Writing to Persuade: How to Bring People Over to Your Side
- First edition
- Author: Trish Hall
- Publisher: Liveright
- Publication date: June 2019
- Pages: 224
- ISBN: 978-1-63149-787-2

= Writing to Persuade =

2019 non-fiction book by Trish Hall

Writing to Persuade: How to Bring People Over to Your Side is a 2019 non-fiction book by Trish Hall, a longtime journalist and former op-ed editor at The New York Times.

==Overview==
The book is "part memoir, part self-help, and part writing guide" according to Kirkus Reviews. Subjects covered in the book include: "why lies on Twitter are more popular than facts," "why Republicans are better persuaders than Democrats," "how things work at Op-Ed," as well as "inside baseball" at The New York Times about "memorable essays" by Angelina Jolie, Vladimir Putin, and others.

==Reception==
Writing to Persuade received positive reviews.

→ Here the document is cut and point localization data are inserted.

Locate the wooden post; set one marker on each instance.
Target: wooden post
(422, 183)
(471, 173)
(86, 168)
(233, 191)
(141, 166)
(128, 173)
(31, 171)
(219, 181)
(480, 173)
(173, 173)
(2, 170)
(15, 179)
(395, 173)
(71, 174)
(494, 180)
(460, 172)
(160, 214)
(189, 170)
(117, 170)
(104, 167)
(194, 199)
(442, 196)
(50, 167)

Kirkus Reviews said it is "a lucid book about building bridges through communication along with some interesting behind-the-scenes background at the NYT." Publishers Weekly wrote, "This book offers sound, well-reasoned advice that will benefit any writer." In a review in The New York Times Book Review, Patricia T. O'Conner stated, Hall "convincingly demonstrates that beliefs always outweigh facts."